The formula given by @ user251257 is closed and not so ugly, at least when $X$ is diagonalizable and we know the (eventually numerical) decomposition $X=PDP^{-1}$ where $D=diag((\lambda_i))$. Let $f(X)=e^X$; then $Df_X(H)=\int_0^1 e^{\alpha X}He^{(1-\alpha)X} d\alpha=\int_0^1 B(\alpha) d\alpha$ is a $n\times n$ matrix; since $B(\alpha)= Pe^{\alpha D}P^{-1}HPe^De^{-\alpha D}P^{-1}$, its $(k,l)$ entry $b_{k,l}$ is in the form $\sum_{ij}u_{ij}e^{\alpha(\lambda_i-\lambda_j)}$ where $u_{ij}$ is a linear function of the $(h_{ij})$. Of course, for every $(k,l)$, $\int_0^1 b_{kl} d \alpha$ is easy to calculate (from a numerical point of view).

Example.

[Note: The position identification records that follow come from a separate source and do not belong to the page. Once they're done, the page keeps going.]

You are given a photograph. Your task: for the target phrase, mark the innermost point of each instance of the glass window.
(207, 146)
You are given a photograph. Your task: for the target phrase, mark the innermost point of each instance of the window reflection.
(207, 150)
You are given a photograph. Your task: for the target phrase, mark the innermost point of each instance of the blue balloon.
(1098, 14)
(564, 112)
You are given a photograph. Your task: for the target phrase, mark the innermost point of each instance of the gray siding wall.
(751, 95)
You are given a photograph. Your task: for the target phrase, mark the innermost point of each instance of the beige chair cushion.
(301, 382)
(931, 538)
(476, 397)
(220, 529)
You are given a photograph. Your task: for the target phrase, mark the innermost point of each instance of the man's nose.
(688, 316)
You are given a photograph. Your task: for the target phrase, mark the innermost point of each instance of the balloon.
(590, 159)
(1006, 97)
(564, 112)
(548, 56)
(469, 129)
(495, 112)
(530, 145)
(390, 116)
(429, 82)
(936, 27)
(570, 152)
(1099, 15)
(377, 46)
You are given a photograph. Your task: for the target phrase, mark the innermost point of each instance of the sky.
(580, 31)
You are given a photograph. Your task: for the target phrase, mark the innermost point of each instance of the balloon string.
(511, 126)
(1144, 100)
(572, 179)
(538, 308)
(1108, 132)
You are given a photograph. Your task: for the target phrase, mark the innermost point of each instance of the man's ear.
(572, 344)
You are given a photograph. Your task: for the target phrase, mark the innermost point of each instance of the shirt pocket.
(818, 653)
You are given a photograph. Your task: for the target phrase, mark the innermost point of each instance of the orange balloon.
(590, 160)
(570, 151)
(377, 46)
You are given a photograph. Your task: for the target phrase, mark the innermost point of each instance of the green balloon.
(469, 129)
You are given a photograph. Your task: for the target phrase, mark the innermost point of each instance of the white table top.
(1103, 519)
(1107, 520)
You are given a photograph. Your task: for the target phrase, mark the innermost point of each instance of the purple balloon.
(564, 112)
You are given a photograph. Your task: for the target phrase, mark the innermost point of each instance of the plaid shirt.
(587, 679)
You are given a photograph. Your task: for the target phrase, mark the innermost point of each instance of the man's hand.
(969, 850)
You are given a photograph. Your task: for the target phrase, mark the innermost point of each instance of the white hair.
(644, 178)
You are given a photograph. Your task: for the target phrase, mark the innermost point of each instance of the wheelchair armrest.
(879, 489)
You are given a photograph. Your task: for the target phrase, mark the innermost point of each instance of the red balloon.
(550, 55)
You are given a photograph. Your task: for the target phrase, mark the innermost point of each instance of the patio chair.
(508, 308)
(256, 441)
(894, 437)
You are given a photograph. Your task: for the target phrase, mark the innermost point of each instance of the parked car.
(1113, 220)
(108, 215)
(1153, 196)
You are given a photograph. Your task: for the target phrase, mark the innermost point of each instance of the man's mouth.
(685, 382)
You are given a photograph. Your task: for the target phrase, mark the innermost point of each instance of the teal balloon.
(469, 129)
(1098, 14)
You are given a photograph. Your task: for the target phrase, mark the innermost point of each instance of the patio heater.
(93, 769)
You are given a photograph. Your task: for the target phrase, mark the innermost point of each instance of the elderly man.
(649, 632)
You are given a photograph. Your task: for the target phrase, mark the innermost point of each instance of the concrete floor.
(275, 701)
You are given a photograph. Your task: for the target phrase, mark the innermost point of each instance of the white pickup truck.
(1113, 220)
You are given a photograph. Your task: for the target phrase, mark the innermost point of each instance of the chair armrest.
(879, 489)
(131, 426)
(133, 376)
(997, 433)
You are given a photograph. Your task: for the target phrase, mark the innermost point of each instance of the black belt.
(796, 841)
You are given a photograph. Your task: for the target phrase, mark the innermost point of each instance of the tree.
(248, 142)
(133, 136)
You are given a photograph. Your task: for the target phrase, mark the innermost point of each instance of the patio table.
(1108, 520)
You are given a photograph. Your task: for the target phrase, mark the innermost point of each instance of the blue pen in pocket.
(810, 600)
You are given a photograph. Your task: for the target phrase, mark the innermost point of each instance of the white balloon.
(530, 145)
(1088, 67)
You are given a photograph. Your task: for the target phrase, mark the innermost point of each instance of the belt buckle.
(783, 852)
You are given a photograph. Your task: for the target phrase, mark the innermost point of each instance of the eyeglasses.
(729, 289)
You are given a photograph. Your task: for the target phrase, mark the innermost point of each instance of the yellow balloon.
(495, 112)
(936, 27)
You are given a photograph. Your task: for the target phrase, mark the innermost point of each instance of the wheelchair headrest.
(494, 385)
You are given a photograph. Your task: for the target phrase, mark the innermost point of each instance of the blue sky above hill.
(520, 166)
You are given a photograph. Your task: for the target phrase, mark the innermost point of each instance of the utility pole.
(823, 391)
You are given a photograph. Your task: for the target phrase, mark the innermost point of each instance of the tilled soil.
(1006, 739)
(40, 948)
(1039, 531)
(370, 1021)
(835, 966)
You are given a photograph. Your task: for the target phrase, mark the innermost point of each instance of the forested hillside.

Let $X=\begin{pmatrix} 5.6& 0.4& 0.2\\ 0.4& 8.3& -8.5\\ 0.2& -8.5& 13.3\end{pmatrix}$ (a random symmetric $>0$ matrix) and $H=E_{1,1}$. Then

$b_{1,1}(t)\approx (.99302845389679037258*(.97923083022132240582*exp(5.6517287919679228980*t)+0.013765826093233907222*exp(1.8877987424462300666*t)+0.000031797582234059493609*exp(19.660472465585847035*t)))*exp(5.6517287919679228980-5.6517287919679228980*t)+(.11773898646801403107*(.11610306332719986462*exp(5.6517287919679228980*t)+0.0016321530422941489699*exp(1.8877987424462300666*t)+0.0000037700985200174380332*exp(19.660472465585847035*t)))*exp(1.8877987424462300666-1.8877987424462300666*t)-(0.005658693915992128895*(-0.0055800692513703492171*exp(5.6517287919679228980*t)-0.000078443468620371001349*exp(1.8877987424462300666*t)-1.8119600140866963913*10^{-7}*exp(19.660472465585847035*t)))*exp(19.660472465585847035-19.660472465585847035*t)$

and $\int_0^1b_{1,1}(t)dt\approx 1854.0328800470185607$.

Let $\Delta=e^{A+0.001E_{1,1}}-e^A$; then $\Delta_{1,1}\approx 1.854$.